The second has the catchy name ACORN-SAT that has nothing to do with oak trees or satellites. Of course, it stands for ‘Australian Climate Observations Reference Network – Surface Air Temperature’. It contains the adjusted, homogenised temperature records. Click here to view the ACORN-SAT page at BOM.

Getting CDO data

After poking around the CDO pages for a while I came to a few disturbing realisations.

  • The are not records for daily average temperatures. Remember that argument goes that the polar bears need sun block because the average temperature of the Earth is rising and it’s all our fault for burning fossil fuels. The BOM does not provide this data. Instead, it provides two separate sets of data: one for daily high temperatures and a separate one for daily low temperatures. I’ll assume the average is the sum of the high and low temperatures divided by two. I have computers.  I can do this.
  • I can only get the data for one weather station at a time. I have a choice between a cute map with dots for each weather station. If I click on a dot, I can get either the maximum or minimum temperatures for tat station for every day the station’s been in service.

BOM CDO map 

  • Fortunately, there’s a Weather Station Directory. Unfortunately, it lists 1,817 separate weather station, including several in Antarctica, Vanuatu and other islands around Australia.
  • My other download choice is to enter a station number from the Directory and get the data that way. At one per minute, that’s around 30 hours for the minimum temperatures and another 30 hours for the maximum temperatures. At age 67, that’s too much of my remaining life expectancy.
  • Once I’ve selected the data, I can download a ZIP file with all of the data in a Excel style comma separated value (CSV) file and a text file containing explanatory notes with things like the stations height above sea level, the state within Australia it’s in and the column layout of the CSV file.
  • Each file has to be unzipped to extract these file. Then the individual CSV file need to be combined.

Fortunately, I’m a nerd and know several programing languages. After some mucking around I made and implemented the following decisions:

  • I decided to put all of the data into a Microsoft SQL Server database. I’ve used this database, along with Access, Oracle, MySQL and others for various projects and tasks over the years and am quite comfortable with it.
  • I’ll use Wolfram Mathematica for producing graphs and any complex calculations.

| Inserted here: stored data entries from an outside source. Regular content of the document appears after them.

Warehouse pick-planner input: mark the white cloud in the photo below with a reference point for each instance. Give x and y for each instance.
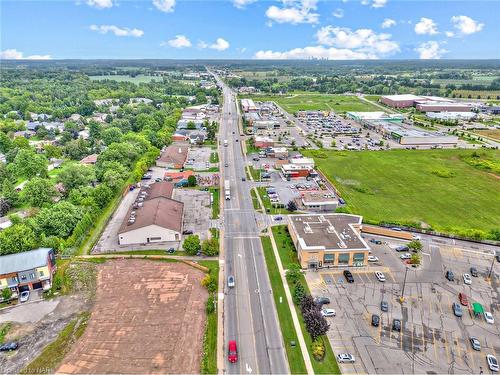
(180, 41)
(166, 6)
(426, 26)
(14, 54)
(362, 40)
(220, 44)
(466, 25)
(294, 12)
(339, 13)
(241, 4)
(100, 4)
(430, 50)
(388, 22)
(118, 31)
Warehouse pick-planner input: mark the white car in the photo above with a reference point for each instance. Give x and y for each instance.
(380, 276)
(24, 296)
(467, 279)
(345, 358)
(492, 362)
(489, 317)
(328, 312)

No special reason other than I LOVE Mathematica.
  • After downloading the Weather Station Directory, I used the SQL Server Import Wizard to load the directory into a SQL Server database I’ve created.
  • I used a wonderful tool called iMacros to automate the download process. iMacros allowed me to create a separate CSV file with just the station ID numbers and feed it to a script that mimics the mouse clicks necessary to actually do the download. During the process Firefox, my web browser of choice crashed out a few times so the whole download process happened over about an eight hour period. Fortunately, there was little human intervention required other than restarting Firefox and cutting the station numbers that had already been downloaded out of the iMacros datasource CSV file.
  • At the end of the process I had 3,465 files, somewhat less than the expected 3,634 files. I noticed while watching the process that sometimes either the minimum or maximum temperature data was not available for a particular weather station. I paused to ponder why a weather station wouldn’t record the minimum and maximum temperature. I failed to come up with an answer. It’s a weather station for heavens sake. What’s it there for if not to record the temperature?
  • The next problem I faced, of course, was how to unzip 3,465 separate files. Fortunately, I use VB.NET as my primary development environment for commercial application. There’s a Windows component called Shell2 that allows extraction of files from zip archives. (Feel free to skip ahead if you feel your eyes glazing over. I’m recording this for other nerds who may wish to replicate my process. Feel free to post a comment if you want to request copies of my scripts and/or source code.)
  • A few hours later, I had 6,390 files: 3645, text files and 3,645 CSV files with station data. In order to limit future analysis to mainland Australia, I was keen to add the state to the weather station table in the database. I also thought the elevation (height above sea level) might be useful too. Also, I wanted to look through the column definitions to make sure all the CSV files had the same layout.
  • I modified the VB.NET program to read all of the text files, extract the state and elevation, update the weather stations table and check the layouts. While I was at it, I added the name of the notes files for each station to the station table.  That way I have a method of telling which stations are missing temperature data. I’ll use only stations that have both sets of data.
  • Now the only task was to actually load the CSV files into the database. Unfortunately the SQL Server Import Wizard isn’t made to load 6,930 files all at once. Another hour or two in added that functionality. Actual runtime was many hours, so I left it running overnight and went for a beer with a friend.
  • Next morning I found I had a total of 16,999,270 minimum temperature records and 17,245,194 maximum temperature records.
  • Total elapsed time was three and one half days. Total effort, about two days, maybe a bit less. I also required the use of a range of specialist tools that I happen to have at hand due to my profession. I also am less that flat out with paid work so I could afford to put in the time.
  • The next steps involve performing a similar, but different set of extractions and imports of the ACORN-SAT data. Fortunately, there are only 120 of them. This raises the question of why, if Australia has aver 1800 weather stations, the BOM uses data from just 120 of them.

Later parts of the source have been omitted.